Exhibit 5
September 17, 2008
Capstone Turbine Corporation
21211 Nordhoff Street
Chatsworth, CA 91311
Re: Registration Statement on Form S-3
Ladies and Gentlemen:
We have acted as counsel to Capstone Turbine Corporation, a Delaware corporation (the
Company), in connection with the Registration Statement on Form S-3 (the Registration
Statement) to be filed by the Company with the Securities and Exchange Commission relating to the
registration of up to $7,398,229 in aggregate amount of shares of Common Stock, $0.001 par value,
and certain related rights to purchase Preferred Shares (the Common Shares), warrants to purchase
Common Shares (the Common Share Warrants,) and Common Shares issuable on exercise of such Common
Share Warrants (the Warrant Shares, and together with the Common Shares and the Common Share
Warrants, the Securities), all of which Securities may be offered and sold by the Company from
time to time as set forth in the prospectus which forms a part of the Registration Statement (the
Prospectus), and as to be set forth in one or more supplements to the Prospectus (each, a
Prospectus Supplement).
In connection with this opinion, we have examined and relied upon such records, documents and
other instruments as in our judgment are necessary or appropriate in order to express the opinions
hereinafter set forth and have assumed the genuineness of all signatures, the authenticity of all
documents submitted to us as originals and the conformity to original documents of all documents
submitted to us as certified or photostatic copies.

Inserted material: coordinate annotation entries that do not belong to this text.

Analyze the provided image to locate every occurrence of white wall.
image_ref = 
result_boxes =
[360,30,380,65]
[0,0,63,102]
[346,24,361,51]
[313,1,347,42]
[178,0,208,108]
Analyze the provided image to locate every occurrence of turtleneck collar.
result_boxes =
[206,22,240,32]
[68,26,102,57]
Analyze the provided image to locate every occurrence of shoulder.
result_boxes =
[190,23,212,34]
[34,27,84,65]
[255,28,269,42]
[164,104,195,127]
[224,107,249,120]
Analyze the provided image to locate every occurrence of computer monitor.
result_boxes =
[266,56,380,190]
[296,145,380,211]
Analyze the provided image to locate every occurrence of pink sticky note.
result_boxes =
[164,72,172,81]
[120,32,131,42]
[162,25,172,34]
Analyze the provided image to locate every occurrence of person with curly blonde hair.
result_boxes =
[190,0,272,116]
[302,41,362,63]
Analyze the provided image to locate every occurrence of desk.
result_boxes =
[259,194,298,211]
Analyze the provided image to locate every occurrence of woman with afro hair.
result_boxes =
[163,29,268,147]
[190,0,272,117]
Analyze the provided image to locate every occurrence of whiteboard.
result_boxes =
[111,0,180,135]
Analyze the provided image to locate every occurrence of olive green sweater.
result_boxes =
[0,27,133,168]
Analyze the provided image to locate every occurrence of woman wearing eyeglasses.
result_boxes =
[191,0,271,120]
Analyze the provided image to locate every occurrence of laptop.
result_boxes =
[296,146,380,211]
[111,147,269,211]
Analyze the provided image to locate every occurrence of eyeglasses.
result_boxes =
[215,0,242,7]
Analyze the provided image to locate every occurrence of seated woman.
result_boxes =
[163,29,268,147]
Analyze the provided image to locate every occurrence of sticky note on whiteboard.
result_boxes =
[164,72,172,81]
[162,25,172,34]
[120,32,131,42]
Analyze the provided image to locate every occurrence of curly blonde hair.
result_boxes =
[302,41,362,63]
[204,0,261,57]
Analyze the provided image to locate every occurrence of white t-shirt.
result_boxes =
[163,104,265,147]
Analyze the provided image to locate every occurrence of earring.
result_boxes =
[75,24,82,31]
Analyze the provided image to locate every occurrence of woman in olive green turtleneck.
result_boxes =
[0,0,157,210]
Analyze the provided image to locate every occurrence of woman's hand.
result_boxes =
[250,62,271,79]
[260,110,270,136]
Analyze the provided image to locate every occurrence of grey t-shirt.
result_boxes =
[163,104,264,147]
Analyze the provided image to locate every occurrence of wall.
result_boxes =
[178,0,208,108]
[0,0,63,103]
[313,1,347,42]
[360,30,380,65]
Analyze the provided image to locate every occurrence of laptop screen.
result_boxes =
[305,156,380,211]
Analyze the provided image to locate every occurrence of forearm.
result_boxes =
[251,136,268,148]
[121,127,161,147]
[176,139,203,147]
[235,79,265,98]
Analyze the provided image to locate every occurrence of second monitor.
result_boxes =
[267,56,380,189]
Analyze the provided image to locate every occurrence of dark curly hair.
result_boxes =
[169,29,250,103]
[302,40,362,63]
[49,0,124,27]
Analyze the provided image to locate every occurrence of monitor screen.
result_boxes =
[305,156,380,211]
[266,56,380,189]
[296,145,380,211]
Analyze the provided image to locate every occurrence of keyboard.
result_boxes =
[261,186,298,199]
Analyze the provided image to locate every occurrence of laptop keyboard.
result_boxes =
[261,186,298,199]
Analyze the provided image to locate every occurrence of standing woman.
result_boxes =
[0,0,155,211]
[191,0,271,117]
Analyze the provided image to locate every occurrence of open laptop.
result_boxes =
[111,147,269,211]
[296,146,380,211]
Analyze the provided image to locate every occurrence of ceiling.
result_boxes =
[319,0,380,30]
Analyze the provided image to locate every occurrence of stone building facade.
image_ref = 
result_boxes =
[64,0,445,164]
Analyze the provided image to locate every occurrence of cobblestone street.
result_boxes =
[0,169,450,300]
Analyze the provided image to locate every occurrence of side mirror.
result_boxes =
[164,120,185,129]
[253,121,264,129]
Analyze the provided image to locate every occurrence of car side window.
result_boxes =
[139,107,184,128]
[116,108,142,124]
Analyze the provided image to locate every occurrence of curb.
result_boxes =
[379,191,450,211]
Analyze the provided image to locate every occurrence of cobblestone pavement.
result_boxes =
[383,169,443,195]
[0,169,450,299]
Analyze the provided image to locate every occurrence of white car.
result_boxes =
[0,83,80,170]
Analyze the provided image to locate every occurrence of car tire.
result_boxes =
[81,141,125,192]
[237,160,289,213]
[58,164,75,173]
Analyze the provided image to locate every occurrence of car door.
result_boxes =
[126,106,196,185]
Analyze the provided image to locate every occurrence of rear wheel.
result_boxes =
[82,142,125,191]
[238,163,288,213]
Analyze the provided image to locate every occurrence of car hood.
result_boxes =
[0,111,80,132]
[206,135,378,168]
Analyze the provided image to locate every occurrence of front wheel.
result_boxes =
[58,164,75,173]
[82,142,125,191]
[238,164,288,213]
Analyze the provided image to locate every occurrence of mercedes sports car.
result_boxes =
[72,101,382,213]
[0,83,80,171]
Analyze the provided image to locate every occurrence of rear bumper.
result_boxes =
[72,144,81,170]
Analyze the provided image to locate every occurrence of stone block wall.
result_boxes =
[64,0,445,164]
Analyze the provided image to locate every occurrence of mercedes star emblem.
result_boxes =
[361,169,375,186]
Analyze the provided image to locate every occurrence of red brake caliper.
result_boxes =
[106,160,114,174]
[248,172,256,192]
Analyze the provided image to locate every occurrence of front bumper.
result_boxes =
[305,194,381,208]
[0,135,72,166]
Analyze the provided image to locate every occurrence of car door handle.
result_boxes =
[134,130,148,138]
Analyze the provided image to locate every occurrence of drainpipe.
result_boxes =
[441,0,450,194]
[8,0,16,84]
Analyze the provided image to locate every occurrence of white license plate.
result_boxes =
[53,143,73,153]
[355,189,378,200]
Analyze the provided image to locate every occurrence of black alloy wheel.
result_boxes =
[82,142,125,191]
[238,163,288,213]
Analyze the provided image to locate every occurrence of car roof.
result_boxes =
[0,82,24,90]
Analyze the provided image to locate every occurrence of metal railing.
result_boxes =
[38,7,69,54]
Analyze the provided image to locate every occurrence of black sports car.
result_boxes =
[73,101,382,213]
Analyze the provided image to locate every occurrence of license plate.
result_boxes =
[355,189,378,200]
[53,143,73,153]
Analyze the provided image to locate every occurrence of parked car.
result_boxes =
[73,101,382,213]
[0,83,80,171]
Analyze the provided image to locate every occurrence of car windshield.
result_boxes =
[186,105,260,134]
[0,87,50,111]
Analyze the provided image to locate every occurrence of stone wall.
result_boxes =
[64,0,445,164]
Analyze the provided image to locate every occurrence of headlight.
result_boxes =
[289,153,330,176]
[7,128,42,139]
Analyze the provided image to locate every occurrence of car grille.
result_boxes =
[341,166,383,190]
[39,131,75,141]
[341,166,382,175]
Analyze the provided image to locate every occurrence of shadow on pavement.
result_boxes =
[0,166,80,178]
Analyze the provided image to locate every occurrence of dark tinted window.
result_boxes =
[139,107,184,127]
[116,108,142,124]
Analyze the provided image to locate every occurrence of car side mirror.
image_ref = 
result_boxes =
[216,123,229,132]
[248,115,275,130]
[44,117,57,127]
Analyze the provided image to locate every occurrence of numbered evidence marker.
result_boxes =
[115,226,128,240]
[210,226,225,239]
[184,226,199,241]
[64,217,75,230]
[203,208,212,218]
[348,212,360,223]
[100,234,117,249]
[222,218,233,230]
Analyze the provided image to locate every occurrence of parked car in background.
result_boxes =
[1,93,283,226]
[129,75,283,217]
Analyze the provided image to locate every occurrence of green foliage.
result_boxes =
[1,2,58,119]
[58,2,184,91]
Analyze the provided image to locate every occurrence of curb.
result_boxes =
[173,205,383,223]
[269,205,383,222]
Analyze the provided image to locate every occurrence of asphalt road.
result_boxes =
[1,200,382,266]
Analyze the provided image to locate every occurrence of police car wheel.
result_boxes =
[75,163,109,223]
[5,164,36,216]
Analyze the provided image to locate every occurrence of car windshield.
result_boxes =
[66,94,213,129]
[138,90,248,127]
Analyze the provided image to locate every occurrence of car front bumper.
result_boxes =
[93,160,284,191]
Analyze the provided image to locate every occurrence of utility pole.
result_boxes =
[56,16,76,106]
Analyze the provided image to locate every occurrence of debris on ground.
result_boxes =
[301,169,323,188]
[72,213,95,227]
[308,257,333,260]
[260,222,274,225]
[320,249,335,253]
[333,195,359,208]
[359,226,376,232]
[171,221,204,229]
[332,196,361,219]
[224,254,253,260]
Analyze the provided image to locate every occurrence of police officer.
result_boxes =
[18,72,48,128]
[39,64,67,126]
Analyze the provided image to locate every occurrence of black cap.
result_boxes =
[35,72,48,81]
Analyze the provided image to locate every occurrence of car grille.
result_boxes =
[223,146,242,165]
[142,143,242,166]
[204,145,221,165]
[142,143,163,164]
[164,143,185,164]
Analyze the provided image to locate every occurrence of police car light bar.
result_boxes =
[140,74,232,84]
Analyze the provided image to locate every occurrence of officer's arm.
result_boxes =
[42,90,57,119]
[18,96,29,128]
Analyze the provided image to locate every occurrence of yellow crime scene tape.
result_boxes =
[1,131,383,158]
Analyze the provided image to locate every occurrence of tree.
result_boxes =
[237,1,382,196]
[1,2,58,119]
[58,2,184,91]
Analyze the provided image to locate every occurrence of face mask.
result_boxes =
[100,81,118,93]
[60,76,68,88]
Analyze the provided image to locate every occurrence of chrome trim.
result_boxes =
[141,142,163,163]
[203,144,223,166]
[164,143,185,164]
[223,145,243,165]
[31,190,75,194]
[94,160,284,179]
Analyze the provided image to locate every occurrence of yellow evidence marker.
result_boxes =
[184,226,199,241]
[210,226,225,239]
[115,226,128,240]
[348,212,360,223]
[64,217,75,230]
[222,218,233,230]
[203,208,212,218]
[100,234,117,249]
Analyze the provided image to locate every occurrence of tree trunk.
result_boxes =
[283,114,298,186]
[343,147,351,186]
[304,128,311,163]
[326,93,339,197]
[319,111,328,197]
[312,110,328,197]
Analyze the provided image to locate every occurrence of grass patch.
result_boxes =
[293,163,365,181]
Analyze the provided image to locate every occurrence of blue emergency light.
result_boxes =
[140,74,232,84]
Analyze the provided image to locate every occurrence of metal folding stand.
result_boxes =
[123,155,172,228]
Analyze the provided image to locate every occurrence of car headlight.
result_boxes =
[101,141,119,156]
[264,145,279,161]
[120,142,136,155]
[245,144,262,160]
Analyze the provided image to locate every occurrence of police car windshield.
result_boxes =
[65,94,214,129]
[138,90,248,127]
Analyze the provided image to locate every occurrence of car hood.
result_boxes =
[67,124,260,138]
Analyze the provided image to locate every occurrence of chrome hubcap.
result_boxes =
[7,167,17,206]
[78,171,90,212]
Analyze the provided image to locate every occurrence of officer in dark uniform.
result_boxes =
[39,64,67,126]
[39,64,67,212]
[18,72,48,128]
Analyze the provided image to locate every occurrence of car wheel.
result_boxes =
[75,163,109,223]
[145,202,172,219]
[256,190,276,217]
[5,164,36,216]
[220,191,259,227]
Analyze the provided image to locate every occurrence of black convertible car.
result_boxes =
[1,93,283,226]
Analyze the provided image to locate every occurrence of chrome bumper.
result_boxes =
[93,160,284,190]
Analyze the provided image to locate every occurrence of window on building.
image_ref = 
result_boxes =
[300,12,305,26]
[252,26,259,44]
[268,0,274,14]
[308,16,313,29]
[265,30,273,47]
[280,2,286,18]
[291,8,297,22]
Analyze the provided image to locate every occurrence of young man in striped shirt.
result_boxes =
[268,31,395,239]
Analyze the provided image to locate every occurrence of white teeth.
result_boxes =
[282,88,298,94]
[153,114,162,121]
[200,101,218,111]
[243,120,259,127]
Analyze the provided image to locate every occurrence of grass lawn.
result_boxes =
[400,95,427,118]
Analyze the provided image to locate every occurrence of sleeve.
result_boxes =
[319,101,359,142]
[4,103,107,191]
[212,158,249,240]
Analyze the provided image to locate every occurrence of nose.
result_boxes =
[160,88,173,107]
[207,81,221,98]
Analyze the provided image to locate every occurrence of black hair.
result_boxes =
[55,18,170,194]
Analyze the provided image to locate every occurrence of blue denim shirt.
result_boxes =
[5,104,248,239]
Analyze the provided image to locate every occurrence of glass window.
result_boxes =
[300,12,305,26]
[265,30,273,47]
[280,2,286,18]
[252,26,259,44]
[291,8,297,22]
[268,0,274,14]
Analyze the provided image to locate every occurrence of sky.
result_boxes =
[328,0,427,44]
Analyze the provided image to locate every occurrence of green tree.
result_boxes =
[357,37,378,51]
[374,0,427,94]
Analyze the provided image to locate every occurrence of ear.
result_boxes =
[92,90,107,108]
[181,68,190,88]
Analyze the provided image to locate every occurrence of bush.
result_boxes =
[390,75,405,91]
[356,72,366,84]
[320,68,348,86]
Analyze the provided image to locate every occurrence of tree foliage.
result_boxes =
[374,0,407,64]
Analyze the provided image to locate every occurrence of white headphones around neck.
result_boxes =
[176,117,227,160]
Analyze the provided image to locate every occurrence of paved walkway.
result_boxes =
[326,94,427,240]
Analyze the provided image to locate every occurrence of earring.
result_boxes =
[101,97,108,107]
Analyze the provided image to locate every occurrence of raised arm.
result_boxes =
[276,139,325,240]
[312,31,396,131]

In rendering the following opinion, we state that we are not admitted to practice in any state
other than the State of Tennessee, and we express no opinion as to the laws of any jurisdiction
other than the State of Tennessee, the General Corporation Law of the State of Delaware and the
federal law of the United States to the extent specifically referred to herein. All opinions
expressed are as of the date hereof except where expressly stated otherwise.
Based upon, subject to and limited by the foregoing, we are of the opinion that, as of the
date hereof:
(1) Upon issuance of the Common Shares against payment therefor in accordance with the terms
of any applicable placement agency agreement and as contemplated by the Registration Statement
and/or the applicable Prospectus Supplement, the Common Shares will be duly authorized and validly
issued, fully paid and non-assessable by the Company.
(2) When the Common Share Warrants have been duly executed and delivered on behalf of the
Company against payment therefor in accordance with the terms of any applicable placement agency
agreement and as contemplated by the Registration Statement and/or the applicable Prospectus
Supplement, the Common Share Warrants will be duly authorized, executed and delivered, valid,
binding and enforceable.
(3) Upon the exercise of the Common Share Warrants, the Warrant Shares issued against payment
therefor in accordance with the terms of the Common Share Warrants will be duly authorized and
validly issued, fully paid and non-assessable by the Company.
We assume no obligation to advise you of any changes in the foregoing subsequent to the
delivery of this opinion letter. This opinion letter has been prepared solely for your use in
connection with the transmitting for filing of the Registration Statement on the date of this
opinion letter and should not be quoted in whole or in part or otherwise be referred to, nor filed
with or furnished to any governmental agency or other person or entity, without the prior written
consent of this firm.
We hereby consent to the filing of this opinion letter as Exhibit 5 to the Registration
Statement and further consent to the reference to this firm under the caption Legal Matters in
the Prospectus constituting a part of the Registration Statement. In giving this consent, we do not
thereby admit that this firm is an expert within the meaning of the Act.